Why must a finite symmetry group be discrete?

Question

I'm having trouble justifying why a finite symmetry group is discrete. Can someone help?

Answer 1

Consider a finite symmetry group, $G=S_n$ (I'm assuming that you meant the full symmetry group, otherwise, as was pointed out in the comments, the question seems to be not well-defined).

A topology $\mathcal T$ on $G$ would be a subset of $2^G$, satisfying the axioms of a topological space. A topology is discrete if any point is open, or equivalently $\mathcal T = 2^G$. A topology is trivial if $\mathcal T = \{\emptyset, G\}$. Since any set can have the trivial topology, we will need to assume that $\mathcal T$ is not trivial.

In a topological group a translation by a group element is a homeomorphism, so if U is open then so is $gU$ for all $g \in G$.

Lets verify that $\mathcal T$ is indeed discrete. Because it is not trivial there is some open set $U \in \mathcal T$, such that $U\neq G$ and $U \neq \emptyset$. Lets say that $|U|=k$ with $0<k<n$. Observe that as $g$ runs over $G$, $\{gU\}$ consists of all possible subsets of $\{1...n\}$ of size $k$, and since the union of open sets is open, we get that any $V \subset G$ with $k\le |V| \le n$ is open.

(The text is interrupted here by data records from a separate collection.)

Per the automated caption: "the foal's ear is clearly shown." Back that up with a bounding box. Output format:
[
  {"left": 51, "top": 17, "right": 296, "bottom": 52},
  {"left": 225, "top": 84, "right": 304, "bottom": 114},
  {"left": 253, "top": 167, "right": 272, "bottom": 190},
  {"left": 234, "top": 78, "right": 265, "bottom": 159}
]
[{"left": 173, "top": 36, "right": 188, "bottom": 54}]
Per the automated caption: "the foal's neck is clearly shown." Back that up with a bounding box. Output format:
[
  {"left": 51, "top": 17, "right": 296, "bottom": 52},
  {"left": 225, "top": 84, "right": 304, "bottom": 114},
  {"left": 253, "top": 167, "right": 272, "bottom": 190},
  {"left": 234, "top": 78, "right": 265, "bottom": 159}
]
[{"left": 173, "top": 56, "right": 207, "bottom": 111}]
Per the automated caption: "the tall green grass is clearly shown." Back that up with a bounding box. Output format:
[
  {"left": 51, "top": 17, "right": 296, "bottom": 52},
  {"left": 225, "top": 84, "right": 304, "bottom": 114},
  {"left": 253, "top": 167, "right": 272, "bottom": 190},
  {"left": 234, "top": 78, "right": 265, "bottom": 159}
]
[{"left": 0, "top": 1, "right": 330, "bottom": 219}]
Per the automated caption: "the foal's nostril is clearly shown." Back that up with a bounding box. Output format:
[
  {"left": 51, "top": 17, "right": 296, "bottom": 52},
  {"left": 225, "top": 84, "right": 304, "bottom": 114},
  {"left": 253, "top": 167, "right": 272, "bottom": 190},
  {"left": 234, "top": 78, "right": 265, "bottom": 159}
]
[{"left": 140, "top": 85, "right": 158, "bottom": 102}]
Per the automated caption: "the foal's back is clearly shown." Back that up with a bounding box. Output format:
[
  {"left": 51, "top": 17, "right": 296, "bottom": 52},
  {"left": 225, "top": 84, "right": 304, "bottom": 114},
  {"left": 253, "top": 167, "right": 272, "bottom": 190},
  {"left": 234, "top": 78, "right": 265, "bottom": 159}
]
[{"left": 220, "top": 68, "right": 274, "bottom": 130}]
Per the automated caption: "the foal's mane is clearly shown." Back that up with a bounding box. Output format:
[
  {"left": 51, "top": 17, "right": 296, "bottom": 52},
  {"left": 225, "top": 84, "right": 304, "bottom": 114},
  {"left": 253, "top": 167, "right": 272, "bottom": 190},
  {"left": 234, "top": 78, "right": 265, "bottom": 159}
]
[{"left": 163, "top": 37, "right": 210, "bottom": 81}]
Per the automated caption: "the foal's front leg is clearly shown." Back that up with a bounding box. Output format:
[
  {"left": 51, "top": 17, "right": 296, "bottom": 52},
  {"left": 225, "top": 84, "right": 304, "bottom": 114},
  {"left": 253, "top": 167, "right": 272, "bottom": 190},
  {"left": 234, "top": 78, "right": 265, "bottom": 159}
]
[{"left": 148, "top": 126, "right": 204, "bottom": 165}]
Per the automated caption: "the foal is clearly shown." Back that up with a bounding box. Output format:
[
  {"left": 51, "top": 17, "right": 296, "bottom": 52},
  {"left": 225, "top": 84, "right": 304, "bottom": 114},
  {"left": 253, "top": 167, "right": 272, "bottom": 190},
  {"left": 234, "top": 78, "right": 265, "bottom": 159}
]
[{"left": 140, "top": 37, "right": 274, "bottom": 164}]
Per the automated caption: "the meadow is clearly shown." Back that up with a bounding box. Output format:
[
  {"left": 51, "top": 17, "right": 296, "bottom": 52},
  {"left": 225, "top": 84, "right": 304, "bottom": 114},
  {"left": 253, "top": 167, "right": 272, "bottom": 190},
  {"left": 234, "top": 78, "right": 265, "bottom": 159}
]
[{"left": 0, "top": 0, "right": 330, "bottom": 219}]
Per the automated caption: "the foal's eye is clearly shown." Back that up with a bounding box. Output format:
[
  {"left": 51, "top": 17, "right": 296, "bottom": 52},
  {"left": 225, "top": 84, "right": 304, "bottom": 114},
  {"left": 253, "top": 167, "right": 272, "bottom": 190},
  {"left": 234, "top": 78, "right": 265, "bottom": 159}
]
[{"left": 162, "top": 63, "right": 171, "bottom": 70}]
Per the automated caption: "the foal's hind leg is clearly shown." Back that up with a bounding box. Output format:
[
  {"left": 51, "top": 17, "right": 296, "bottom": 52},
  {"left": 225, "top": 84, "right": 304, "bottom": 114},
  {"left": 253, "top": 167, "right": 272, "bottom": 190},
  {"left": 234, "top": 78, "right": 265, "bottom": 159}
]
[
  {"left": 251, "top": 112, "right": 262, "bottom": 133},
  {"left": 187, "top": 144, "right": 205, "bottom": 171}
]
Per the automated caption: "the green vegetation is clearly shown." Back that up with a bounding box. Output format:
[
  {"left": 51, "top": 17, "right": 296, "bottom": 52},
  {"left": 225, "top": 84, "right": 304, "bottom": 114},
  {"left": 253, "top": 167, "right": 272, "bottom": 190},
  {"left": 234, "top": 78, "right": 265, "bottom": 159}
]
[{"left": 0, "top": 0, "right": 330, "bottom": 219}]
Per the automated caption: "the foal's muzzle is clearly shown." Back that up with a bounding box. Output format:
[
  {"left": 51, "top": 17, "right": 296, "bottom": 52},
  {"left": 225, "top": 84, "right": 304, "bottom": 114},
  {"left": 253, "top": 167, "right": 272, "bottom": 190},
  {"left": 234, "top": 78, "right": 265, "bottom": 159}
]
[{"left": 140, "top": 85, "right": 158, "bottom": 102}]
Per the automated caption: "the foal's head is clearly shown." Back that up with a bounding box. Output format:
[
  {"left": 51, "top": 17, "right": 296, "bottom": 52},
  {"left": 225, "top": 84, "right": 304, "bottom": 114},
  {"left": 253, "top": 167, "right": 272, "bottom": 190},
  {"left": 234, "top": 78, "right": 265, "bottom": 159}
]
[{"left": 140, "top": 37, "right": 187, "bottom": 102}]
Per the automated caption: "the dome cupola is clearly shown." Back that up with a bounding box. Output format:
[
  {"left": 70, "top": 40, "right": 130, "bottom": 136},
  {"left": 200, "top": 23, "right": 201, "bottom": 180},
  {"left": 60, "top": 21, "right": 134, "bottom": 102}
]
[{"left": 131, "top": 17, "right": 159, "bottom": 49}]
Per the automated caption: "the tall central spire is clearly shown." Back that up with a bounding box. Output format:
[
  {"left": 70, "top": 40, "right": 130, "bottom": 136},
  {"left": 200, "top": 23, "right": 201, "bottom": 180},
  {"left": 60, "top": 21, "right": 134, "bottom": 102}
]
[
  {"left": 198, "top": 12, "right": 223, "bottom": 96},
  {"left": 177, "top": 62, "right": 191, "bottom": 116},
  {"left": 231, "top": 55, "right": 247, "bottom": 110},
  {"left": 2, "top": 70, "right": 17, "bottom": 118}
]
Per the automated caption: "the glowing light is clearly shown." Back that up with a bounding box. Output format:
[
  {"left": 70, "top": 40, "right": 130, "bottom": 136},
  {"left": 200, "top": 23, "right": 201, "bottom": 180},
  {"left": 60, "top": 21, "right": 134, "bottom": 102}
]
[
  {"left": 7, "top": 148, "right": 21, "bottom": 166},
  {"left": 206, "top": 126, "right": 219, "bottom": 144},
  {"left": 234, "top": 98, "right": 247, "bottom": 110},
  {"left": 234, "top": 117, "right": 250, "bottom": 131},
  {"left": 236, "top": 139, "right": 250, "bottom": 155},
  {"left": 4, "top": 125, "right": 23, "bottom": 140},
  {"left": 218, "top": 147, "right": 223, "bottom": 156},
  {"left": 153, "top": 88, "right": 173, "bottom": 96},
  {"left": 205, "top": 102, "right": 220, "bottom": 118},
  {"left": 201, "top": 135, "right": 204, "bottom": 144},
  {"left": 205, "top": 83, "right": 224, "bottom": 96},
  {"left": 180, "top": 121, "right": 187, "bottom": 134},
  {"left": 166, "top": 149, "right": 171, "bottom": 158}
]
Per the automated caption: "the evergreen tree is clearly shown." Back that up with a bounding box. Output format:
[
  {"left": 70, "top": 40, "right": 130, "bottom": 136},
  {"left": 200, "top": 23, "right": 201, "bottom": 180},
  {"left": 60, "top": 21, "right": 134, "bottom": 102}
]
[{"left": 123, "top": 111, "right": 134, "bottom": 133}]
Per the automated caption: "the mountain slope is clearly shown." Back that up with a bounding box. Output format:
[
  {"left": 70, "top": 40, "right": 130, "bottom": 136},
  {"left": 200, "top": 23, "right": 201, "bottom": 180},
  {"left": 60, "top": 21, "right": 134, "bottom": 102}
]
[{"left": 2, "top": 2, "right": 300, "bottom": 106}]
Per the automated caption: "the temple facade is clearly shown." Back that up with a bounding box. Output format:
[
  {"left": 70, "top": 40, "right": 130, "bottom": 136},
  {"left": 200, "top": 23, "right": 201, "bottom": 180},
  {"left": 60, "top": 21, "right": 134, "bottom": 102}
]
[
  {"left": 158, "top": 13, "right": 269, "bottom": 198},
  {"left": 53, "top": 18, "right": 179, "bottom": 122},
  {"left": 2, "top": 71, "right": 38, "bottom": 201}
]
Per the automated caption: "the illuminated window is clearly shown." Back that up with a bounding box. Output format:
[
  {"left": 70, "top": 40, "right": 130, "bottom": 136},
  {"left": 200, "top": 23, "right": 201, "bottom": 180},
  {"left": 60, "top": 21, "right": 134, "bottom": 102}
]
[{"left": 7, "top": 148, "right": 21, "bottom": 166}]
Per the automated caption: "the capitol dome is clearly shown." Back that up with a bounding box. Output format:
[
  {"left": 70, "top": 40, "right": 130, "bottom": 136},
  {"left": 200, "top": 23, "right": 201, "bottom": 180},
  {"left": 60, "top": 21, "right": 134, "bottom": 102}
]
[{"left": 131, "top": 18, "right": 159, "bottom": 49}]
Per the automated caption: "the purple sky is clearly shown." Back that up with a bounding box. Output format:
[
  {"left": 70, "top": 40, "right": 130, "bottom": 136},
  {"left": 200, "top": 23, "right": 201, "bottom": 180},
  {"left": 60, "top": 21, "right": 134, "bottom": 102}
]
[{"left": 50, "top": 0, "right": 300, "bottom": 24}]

To see that every set with less than $k$ elements is open as well, we use the fact that the intersection of two open sets is open, and prove by downward induction on the size of smallest non-trivial open set. Namely, given $x\in U, y \notin U$ define $U' = U \setminus \{x\} \cup \{y\}$ which is also open, and note that $|U \cap U'| = |U| - 1$.

I hope this helps.